Il DCC permette a un cliente straniero di scegliere se pagare in euro oppure nella propria valuta direttamente al momento del pagamento. Il POS riconosce automaticamente la carta estera e mostra entrambe le opzioni, con il tasso di cambio già calcolato e visibile. Il cliente decide in pochi secondi, con piena trasparenza e senza passaggi aggiuntivi.

L’esperienza di pagamento è diversa: chi paga sa esattamente quanto spenderà nella propria valuta, senza sorprese sull’estratto conto o legate ai tassi applicati successivamente dalla propria banca. È un livello di chiarezza che, soprattutto per chi viaggia, fa la differenza.

Allo stesso tempo il merchant offre un servizio in più, spesso sottovalutato, che può anche avere un impatto economico. Già perché, in molti casi, il negozio può beneficiare di una riduzione delle commissioni, se non di un ritorno diretto su ciascuna transazione effettuata con DCC.

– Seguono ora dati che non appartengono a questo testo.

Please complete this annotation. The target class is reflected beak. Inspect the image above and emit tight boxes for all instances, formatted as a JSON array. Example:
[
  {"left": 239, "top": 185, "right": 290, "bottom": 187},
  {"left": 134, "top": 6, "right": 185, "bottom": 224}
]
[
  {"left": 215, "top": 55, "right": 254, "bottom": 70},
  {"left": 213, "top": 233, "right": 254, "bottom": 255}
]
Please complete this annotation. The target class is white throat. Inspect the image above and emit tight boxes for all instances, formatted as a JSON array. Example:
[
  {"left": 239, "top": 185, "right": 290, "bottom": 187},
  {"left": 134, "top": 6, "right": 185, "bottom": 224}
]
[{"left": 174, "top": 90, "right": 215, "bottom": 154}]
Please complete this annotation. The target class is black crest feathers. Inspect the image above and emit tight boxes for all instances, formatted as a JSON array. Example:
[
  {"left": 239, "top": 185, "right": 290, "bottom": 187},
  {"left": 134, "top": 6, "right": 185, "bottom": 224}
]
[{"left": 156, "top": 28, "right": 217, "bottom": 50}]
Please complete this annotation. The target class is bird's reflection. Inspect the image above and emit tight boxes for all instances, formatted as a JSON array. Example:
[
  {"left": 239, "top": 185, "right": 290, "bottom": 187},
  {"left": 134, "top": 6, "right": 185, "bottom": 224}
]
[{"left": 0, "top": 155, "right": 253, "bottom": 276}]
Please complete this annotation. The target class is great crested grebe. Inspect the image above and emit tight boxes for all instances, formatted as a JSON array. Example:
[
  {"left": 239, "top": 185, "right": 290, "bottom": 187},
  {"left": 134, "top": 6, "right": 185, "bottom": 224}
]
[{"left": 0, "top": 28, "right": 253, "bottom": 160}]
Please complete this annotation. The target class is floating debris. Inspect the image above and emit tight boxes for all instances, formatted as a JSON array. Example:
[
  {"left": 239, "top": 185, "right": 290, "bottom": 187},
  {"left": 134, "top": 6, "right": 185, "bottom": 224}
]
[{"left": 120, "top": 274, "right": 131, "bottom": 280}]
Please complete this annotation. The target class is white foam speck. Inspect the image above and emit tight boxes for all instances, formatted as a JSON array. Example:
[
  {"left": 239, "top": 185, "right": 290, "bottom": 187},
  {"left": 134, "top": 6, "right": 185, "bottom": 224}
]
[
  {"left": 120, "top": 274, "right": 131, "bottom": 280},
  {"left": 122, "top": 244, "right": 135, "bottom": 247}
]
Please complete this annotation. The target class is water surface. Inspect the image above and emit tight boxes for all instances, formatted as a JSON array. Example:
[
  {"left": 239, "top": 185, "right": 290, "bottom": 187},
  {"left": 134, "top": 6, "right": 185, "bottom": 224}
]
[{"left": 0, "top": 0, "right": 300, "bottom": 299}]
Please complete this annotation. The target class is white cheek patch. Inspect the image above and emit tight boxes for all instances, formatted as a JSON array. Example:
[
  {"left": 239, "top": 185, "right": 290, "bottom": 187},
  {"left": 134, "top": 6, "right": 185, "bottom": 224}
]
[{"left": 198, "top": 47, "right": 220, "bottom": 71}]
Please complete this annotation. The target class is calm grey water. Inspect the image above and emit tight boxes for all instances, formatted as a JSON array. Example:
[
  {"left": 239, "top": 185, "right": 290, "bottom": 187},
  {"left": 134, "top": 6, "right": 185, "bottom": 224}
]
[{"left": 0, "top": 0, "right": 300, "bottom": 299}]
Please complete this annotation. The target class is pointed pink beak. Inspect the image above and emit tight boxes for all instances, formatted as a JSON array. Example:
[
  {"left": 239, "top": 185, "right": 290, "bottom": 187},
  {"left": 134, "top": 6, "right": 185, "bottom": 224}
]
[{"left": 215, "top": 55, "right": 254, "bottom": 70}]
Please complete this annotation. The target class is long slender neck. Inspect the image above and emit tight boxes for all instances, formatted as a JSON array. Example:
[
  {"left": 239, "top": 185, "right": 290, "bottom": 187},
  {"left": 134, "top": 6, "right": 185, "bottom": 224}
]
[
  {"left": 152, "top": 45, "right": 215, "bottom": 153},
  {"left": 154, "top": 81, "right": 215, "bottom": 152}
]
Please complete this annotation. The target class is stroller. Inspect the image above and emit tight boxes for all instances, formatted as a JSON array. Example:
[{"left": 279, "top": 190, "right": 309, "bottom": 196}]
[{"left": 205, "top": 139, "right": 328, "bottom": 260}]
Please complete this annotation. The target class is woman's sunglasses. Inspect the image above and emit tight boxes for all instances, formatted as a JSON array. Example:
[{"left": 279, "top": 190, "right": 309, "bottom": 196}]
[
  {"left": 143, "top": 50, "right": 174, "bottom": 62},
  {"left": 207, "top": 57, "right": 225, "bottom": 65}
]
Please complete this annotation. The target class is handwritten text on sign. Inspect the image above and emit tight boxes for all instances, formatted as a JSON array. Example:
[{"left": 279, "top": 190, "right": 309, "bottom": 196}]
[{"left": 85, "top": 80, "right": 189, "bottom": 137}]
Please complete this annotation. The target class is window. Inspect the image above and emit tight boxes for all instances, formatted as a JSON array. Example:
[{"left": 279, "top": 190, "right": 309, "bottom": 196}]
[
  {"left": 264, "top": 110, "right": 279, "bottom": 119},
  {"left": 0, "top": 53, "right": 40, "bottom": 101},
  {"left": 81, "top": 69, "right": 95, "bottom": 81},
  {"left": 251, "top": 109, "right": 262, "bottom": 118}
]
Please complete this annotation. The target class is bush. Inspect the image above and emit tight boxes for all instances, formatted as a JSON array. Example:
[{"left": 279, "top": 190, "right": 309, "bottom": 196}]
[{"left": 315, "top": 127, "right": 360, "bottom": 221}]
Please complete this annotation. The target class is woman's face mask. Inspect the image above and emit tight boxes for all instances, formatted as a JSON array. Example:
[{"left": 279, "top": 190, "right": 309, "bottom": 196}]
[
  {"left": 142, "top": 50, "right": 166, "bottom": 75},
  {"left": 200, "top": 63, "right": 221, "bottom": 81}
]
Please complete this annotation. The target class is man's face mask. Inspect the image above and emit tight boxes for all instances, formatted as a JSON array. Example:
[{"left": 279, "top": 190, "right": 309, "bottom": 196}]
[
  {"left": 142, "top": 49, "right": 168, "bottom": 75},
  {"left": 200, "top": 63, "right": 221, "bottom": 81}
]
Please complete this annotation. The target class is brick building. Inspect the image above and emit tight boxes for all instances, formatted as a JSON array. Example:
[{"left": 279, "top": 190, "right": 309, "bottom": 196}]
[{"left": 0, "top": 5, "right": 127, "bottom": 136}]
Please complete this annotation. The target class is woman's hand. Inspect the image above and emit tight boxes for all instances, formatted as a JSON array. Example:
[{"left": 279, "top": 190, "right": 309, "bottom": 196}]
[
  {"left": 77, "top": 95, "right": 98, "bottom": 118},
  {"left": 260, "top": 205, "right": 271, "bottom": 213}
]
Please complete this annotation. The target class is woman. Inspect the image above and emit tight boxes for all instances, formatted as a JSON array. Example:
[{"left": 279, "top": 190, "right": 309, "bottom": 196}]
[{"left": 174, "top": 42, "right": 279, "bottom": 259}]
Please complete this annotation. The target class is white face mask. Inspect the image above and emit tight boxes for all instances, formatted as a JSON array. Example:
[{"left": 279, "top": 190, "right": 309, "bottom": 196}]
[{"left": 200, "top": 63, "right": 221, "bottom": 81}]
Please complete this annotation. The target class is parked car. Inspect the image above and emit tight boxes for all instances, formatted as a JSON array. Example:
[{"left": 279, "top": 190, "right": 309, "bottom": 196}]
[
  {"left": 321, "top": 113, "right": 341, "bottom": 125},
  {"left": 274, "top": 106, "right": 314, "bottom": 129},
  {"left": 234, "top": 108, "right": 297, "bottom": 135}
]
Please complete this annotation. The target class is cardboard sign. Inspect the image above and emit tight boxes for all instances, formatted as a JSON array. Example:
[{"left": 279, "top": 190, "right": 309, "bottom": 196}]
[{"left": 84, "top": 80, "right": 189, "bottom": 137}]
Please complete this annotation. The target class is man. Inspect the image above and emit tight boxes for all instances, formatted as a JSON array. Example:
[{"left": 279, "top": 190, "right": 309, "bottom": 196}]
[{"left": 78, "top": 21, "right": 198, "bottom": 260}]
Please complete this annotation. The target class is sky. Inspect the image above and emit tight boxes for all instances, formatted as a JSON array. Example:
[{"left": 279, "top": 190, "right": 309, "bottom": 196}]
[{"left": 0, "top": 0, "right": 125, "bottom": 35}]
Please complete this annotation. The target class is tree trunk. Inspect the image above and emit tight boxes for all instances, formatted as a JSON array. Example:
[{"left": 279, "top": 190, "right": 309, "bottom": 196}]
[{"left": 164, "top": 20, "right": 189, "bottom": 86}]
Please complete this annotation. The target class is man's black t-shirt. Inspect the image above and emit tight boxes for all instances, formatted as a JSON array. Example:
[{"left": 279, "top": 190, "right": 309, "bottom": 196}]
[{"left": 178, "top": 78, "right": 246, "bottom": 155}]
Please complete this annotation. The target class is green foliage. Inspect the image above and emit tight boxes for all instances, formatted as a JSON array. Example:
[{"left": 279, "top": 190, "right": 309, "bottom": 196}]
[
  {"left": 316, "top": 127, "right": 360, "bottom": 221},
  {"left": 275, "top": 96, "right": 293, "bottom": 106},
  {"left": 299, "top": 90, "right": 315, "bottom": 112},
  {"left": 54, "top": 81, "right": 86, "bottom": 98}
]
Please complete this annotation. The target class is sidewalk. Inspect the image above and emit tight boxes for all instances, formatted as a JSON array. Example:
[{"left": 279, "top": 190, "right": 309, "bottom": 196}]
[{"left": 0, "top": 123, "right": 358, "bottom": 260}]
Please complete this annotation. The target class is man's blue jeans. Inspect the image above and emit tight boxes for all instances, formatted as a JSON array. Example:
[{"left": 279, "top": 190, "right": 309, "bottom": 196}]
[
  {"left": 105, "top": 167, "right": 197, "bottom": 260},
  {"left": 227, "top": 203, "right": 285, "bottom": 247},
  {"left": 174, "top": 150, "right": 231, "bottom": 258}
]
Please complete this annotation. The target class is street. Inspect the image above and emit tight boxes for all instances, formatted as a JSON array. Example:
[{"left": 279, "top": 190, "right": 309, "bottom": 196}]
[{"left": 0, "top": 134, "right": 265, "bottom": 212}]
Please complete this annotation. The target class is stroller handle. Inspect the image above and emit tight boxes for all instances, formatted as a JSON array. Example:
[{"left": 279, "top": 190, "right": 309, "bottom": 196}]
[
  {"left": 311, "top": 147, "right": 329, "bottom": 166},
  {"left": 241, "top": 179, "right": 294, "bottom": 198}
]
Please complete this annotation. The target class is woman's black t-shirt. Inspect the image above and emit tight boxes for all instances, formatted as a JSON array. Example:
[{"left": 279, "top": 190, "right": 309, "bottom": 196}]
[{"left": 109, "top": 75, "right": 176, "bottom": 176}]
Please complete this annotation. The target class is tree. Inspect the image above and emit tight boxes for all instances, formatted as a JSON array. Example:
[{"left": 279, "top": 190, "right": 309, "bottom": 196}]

Il tutto senza complicazioni operative: il merchant incassa sempre in euro, mentre la conversione viene gestita in tempo reale dal sistema. Nessun rischio cambio, nessuna gestione aggiuntiva, ma un’opzione in più da offrire al cliente nel momento più delicato: quello del pagamento.

In un contesto sempre più internazionale, è uno di quei dettagli che migliorano l’esperienza e, allo stesso tempo, possono avere un impatto concreto sul business. Ovvero su quel 12% che vedi nella slide del Poli.